Nit: the option is now called -inline-cold-callsite-threshold

Prazek added a subscriber: Prazek.Jan 20 2017, 3:41 AM
Prazek added inline comments.
lib/Analysis/InlineCost.cpp
48–57

Probably passing normal inlining threshold would be the same as disabling this mode.

660–662

Are there any plans in the nearest future to only rely on caller hotness/coldness and not on callee hotness?

lib/Transforms/Utils/InlineFunction.cpp
1409

auto *ClonedBB

1416

auto

eraman marked 9 inline comments as done.Jan 20 2017, 11:28 AM
eraman added inline comments.
lib/Analysis/InlineCost.cpp
48–57

I'm generally wary of the proliferation of options, and as Piotr mentioned you could set -hot-callsite-threshold to the same value as -hinlinhint-threshold and -inline-cold-callsite-threshold to -cold-callee-threshold to get the same effect.

660–662

Not sure what qualifies as "nearest" future but the plan is to use the same threshold for cold callee, cold callsite and -Oz and once we fully migrate to the new PM based pipeline consider only the callsite's hotness.

1588–1589

Thanks. There is inconsistency in the way options are named, but I prefer to prefix inline- everywhere and will fix the other options in a separate patch.

lib/Transforms/Utils/InlineFunction.cpp
1408–1409

Ok, I'll revert back to walking the VMap.

test/Transforms/Inline/function-count-update-2.ll
13

There is nothing interesting in terms of inlining here (ie the decision to inline here doesn't exercise any code path associated with this patch), but if you insist I'll add the checks.

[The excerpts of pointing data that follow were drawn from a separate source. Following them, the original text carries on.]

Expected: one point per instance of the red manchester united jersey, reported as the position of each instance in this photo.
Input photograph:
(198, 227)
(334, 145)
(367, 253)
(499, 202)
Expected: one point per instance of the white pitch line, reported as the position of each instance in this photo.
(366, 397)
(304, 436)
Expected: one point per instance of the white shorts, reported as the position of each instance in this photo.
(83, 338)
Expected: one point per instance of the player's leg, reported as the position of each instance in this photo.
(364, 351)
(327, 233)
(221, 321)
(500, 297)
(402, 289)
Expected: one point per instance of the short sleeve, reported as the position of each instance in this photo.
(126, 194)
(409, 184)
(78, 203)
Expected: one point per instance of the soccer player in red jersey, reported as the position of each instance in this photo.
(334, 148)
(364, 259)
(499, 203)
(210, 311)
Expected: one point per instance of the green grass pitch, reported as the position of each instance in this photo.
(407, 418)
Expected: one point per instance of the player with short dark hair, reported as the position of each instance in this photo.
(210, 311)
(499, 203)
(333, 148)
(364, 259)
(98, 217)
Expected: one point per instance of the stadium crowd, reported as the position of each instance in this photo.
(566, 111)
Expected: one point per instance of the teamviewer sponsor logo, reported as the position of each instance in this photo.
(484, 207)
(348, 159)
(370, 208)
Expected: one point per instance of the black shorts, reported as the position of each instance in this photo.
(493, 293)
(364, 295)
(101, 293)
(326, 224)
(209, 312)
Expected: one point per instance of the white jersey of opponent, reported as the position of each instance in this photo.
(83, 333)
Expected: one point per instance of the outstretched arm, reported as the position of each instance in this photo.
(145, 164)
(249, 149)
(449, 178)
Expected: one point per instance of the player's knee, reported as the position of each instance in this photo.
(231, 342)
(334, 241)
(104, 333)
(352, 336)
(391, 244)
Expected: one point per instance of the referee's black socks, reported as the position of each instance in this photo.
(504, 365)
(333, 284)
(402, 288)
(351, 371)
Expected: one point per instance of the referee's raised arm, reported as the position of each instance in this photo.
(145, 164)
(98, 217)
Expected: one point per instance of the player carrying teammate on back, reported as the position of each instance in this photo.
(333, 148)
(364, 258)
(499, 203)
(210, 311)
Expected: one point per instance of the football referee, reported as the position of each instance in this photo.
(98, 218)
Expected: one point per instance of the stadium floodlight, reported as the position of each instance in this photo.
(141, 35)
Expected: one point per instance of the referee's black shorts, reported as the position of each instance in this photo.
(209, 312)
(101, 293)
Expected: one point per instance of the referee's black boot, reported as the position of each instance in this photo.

test/Transforms/Inline/function-count-update-3.ll
14

Good catch!

test/Transforms/Inline/inline-cold-callee.ll
31

Yes and I think the best course of action is to disable the test for the new PM. Excepting some profile insanity, there is no way a callee is going to be cold without all callsites to the callee being cold and callsite coldness takes precedence over callee precedence (and there is a separate test for that)

eraman updated this revision to Diff 85164.Jan 20 2017, 11:29 AM
eraman marked 3 inline comments as done.

Address review comments.

davidxl added inline comments.Jan 20 2017, 11:31 AM
test/Transforms/Inline/function-count-update-2.ll
13

This is just to make sure the inline decisions and expected end result of callee entry count are fully in sync.

eraman updated this revision to Diff 85170.Jan 20 2017, 11:50 AM

Fix a test case as suggested by David

eraman marked an inline comment as done.Jan 20 2017, 11:51 AM
davidxl accepted this revision.Jan 20 2017, 2:11 PM

lgtm

Prazek accepted this revision.Jan 20 2017, 2:14 PM

It is nice to see that gbranch inliner is moving forwards to the trunk :)

This revision was automatically updated to reflect the committed changes.